Department of Genetics, University of Erlangen, Erlangen, Germany.
Leukemia. 2015 Apr;29(4):901-8. doi: 10.1038/leu.2014.287. Epub 2014 Sep 25.
HOX homeobox proteins are key oncogenic drivers in hematopoietic malignancies. Here we demonstrate that HOXA1, HOXA6 and predominantly HOXA9 are able to induce the production of insulin-like growth factor 1 (Igf1). In chromatin immunoprecipitations, HOXA9 bound directly to the putative promoter and a DNase-hypersensitive region in the first intron of the Igf1 gene. Transcription rates of the Igf1 gene paralleled HOXA9 activity. Primary cells transformed by HOXA9 expressed functional Igf1 receptors and activated the protein kinase Akt in response to Igf1 stimulation, suggesting the existence of an autocrine signaling loop. Genomic deletion of the Igf1 gene by Cre-mediated recombination increased sensitivity toward apoptosis after serum starvation. In addition, the leukemogenic potential of Igf1-negative, HOXA9-transformed cells was impaired, leading to a significant delay in disease development on transplantation into recipient animals.

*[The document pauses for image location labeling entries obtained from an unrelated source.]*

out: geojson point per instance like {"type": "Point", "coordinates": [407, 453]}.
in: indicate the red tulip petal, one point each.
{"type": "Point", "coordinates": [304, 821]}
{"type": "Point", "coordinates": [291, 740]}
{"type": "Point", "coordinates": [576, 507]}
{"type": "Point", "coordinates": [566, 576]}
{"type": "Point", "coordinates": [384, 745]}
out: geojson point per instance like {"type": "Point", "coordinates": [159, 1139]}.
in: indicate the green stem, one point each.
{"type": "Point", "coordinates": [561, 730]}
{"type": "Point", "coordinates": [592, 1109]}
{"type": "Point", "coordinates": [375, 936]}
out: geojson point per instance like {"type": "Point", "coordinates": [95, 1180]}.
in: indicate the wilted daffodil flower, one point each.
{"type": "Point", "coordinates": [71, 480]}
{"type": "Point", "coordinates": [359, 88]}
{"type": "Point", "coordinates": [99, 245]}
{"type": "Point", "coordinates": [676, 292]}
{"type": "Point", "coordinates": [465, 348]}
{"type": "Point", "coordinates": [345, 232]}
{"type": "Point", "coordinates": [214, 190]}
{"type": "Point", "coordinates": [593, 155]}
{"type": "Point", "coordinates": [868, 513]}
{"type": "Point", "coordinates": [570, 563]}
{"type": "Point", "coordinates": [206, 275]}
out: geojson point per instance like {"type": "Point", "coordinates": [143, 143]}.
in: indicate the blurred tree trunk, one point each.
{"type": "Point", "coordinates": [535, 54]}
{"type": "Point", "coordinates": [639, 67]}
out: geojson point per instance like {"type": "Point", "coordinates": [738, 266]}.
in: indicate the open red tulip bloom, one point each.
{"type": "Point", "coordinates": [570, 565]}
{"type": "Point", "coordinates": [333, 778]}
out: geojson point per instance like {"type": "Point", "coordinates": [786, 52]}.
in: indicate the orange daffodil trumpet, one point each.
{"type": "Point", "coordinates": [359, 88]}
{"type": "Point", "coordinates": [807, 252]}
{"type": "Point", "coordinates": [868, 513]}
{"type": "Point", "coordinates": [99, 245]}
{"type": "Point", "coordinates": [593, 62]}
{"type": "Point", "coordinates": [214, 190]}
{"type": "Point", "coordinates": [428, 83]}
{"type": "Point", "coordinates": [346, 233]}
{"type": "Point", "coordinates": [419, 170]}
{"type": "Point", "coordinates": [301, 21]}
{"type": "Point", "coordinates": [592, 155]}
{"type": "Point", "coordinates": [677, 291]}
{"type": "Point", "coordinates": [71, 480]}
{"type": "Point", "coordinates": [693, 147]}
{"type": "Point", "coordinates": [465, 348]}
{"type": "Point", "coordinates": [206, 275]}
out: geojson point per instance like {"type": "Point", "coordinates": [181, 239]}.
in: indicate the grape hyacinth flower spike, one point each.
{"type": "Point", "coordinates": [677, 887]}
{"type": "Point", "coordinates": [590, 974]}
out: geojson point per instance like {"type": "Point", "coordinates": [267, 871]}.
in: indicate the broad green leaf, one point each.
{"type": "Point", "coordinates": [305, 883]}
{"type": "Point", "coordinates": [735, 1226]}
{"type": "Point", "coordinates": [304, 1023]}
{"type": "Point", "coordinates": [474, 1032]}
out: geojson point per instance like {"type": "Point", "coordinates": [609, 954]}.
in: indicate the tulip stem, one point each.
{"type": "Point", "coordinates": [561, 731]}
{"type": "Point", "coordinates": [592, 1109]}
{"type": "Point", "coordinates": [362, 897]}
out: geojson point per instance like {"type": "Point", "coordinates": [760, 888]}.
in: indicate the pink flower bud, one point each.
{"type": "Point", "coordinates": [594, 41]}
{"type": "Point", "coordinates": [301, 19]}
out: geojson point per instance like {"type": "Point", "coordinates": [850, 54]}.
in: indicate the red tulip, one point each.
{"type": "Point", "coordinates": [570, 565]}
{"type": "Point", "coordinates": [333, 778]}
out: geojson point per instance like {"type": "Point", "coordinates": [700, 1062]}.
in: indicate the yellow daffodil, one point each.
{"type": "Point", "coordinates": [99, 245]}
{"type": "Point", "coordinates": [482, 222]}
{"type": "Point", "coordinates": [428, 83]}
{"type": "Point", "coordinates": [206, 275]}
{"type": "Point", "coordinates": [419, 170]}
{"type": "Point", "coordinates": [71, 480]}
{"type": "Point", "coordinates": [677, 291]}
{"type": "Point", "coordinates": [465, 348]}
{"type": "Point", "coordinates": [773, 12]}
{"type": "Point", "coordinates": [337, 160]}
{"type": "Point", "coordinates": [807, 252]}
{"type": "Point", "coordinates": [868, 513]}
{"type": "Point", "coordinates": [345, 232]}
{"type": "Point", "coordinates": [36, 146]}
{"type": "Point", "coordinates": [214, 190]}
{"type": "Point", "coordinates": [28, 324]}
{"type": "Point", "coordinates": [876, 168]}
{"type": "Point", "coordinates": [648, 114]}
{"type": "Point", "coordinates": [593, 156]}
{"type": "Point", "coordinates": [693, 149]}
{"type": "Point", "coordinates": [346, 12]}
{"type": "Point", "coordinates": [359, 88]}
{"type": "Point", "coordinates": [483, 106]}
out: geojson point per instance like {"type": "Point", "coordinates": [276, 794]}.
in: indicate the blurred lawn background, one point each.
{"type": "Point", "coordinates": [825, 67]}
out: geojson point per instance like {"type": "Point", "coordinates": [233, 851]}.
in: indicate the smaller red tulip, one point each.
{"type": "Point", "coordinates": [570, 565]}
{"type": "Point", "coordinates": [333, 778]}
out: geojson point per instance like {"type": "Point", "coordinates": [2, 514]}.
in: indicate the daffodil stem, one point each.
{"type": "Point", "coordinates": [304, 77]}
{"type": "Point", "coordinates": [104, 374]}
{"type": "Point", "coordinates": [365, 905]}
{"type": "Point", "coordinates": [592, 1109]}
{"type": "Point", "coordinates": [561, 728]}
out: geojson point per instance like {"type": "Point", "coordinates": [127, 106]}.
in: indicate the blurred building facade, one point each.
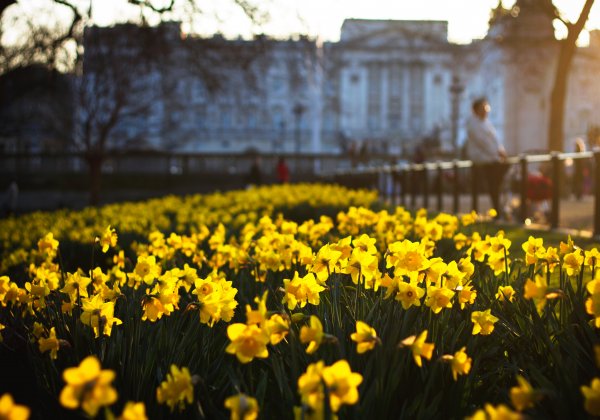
{"type": "Point", "coordinates": [385, 87]}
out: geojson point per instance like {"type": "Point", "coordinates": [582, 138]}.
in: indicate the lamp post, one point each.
{"type": "Point", "coordinates": [298, 111]}
{"type": "Point", "coordinates": [456, 90]}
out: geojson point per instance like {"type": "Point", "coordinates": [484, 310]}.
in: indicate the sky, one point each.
{"type": "Point", "coordinates": [467, 19]}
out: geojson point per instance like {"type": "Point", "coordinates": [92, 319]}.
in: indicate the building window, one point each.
{"type": "Point", "coordinates": [417, 93]}
{"type": "Point", "coordinates": [395, 97]}
{"type": "Point", "coordinates": [226, 117]}
{"type": "Point", "coordinates": [374, 97]}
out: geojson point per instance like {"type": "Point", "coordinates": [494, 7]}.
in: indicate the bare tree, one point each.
{"type": "Point", "coordinates": [566, 53]}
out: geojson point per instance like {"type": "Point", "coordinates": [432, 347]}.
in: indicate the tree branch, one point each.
{"type": "Point", "coordinates": [148, 4]}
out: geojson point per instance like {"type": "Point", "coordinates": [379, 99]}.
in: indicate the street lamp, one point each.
{"type": "Point", "coordinates": [298, 111]}
{"type": "Point", "coordinates": [456, 90]}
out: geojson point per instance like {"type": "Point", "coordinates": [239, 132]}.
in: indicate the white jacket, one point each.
{"type": "Point", "coordinates": [482, 141]}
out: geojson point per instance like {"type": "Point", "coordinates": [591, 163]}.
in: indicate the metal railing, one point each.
{"type": "Point", "coordinates": [403, 183]}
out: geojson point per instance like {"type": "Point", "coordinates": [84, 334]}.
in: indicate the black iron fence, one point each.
{"type": "Point", "coordinates": [445, 186]}
{"type": "Point", "coordinates": [529, 180]}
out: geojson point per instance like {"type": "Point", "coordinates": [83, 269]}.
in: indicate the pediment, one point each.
{"type": "Point", "coordinates": [394, 39]}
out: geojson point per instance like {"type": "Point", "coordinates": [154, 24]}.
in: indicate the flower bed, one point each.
{"type": "Point", "coordinates": [300, 301]}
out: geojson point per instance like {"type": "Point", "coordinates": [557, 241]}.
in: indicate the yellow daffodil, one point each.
{"type": "Point", "coordinates": [108, 239]}
{"type": "Point", "coordinates": [242, 407]}
{"type": "Point", "coordinates": [177, 389]}
{"type": "Point", "coordinates": [133, 411]}
{"type": "Point", "coordinates": [342, 384]}
{"type": "Point", "coordinates": [340, 381]}
{"type": "Point", "coordinates": [499, 412]}
{"type": "Point", "coordinates": [419, 347]}
{"type": "Point", "coordinates": [460, 363]}
{"type": "Point", "coordinates": [365, 337]}
{"type": "Point", "coordinates": [300, 291]}
{"type": "Point", "coordinates": [573, 262]}
{"type": "Point", "coordinates": [483, 322]}
{"type": "Point", "coordinates": [312, 335]}
{"type": "Point", "coordinates": [592, 304]}
{"type": "Point", "coordinates": [438, 298]}
{"type": "Point", "coordinates": [505, 293]}
{"type": "Point", "coordinates": [409, 294]}
{"type": "Point", "coordinates": [99, 315]}
{"type": "Point", "coordinates": [11, 411]}
{"type": "Point", "coordinates": [247, 342]}
{"type": "Point", "coordinates": [278, 327]}
{"type": "Point", "coordinates": [88, 387]}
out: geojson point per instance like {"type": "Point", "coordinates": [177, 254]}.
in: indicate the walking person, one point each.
{"type": "Point", "coordinates": [579, 170]}
{"type": "Point", "coordinates": [254, 177]}
{"type": "Point", "coordinates": [486, 151]}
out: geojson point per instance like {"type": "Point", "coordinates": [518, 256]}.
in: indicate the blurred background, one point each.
{"type": "Point", "coordinates": [104, 101]}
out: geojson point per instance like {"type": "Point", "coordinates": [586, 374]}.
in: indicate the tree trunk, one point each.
{"type": "Point", "coordinates": [558, 96]}
{"type": "Point", "coordinates": [95, 166]}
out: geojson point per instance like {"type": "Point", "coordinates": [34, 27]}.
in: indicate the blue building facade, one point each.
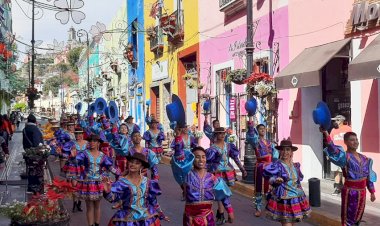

HOX 同源盒蛋白是造血系统恶性肿瘤的关键致癌驱动因子。在这里,我们证明 HOXA1、HOXA6 和主要的 HOXA9 能够诱导胰岛素样生长因子 1(Igf1)的产生。在染色质免疫沉淀中,HOXA9 直接结合到 Igf1 基因第一个内含子的假定启动子和 DNA 酶超敏区域。Igf1 基因的转录率与 HOXA9 的活性平行。被 HOXA9 转化的原代细胞表达功能性 Igf1 受体,并在受到 Igf1 刺激时激活蛋白激酶 Akt,表明存在自分泌信号环路。通过 Cre 介导的重组对 Igf1 基因进行基因组缺失增加了血清饥饿后细胞凋亡的敏感性。此外,Igf1 阴性、HOXA9 转化细胞的白血病发生潜能受损,导致在移植到受体动物后疾病发展明显延迟。